Civilisation Quotes - page 4
It is scarcely possible to calculate the benefits which we might derive from the diffusion of European civilisation among the vast population of the East. It would be, on the most selfish view of the case, far better for us that the people of India were well governed and independent of us, than ill governed and subject to us; that they were ruled by their own kings, but wearing our broadcloth, and working with our cutlery, than that they were performing their salams to English collectors and English magistrates, but were too ignorant to value, or too poor to buy, English manufactures. To trade with civilised men is infinitely more profitable than to govern savages.
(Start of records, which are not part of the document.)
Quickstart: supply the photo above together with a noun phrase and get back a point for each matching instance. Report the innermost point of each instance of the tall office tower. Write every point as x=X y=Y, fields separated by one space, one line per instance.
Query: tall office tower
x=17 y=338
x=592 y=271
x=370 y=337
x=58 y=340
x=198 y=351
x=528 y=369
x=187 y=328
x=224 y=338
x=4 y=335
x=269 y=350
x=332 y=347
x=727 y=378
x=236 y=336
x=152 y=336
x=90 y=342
That would, indeed, be a doting wisdom, which, in order that India might remain a dependency, would make it an useless and costly dependency, which would keep a hundred millions of men from being our customers in order that they might continue to be our slaves.
Thomas Babington Macaulay
The evils of a military system, which, after all, every day must attenuate, are light compared with the evils of an anarchic conservatism reinstated in central Europe. Divided Germany means preponderating Russia. What can be more desirable in the interests of the highest civilisation than the interposition in the heart of the European state-system, of a powerful, industrious, intelligent, and progressive people, between the western nations and the half-barbarous Russian swarms? To the careful observer of the history of modern Europe it is plain that increasing vigour and self-conscious strength in Germany are other words for the spread eastwards of the best of those ideas, the most durable of those civilising elements, in which the difference of historic development has enabled England and France to anticipate her.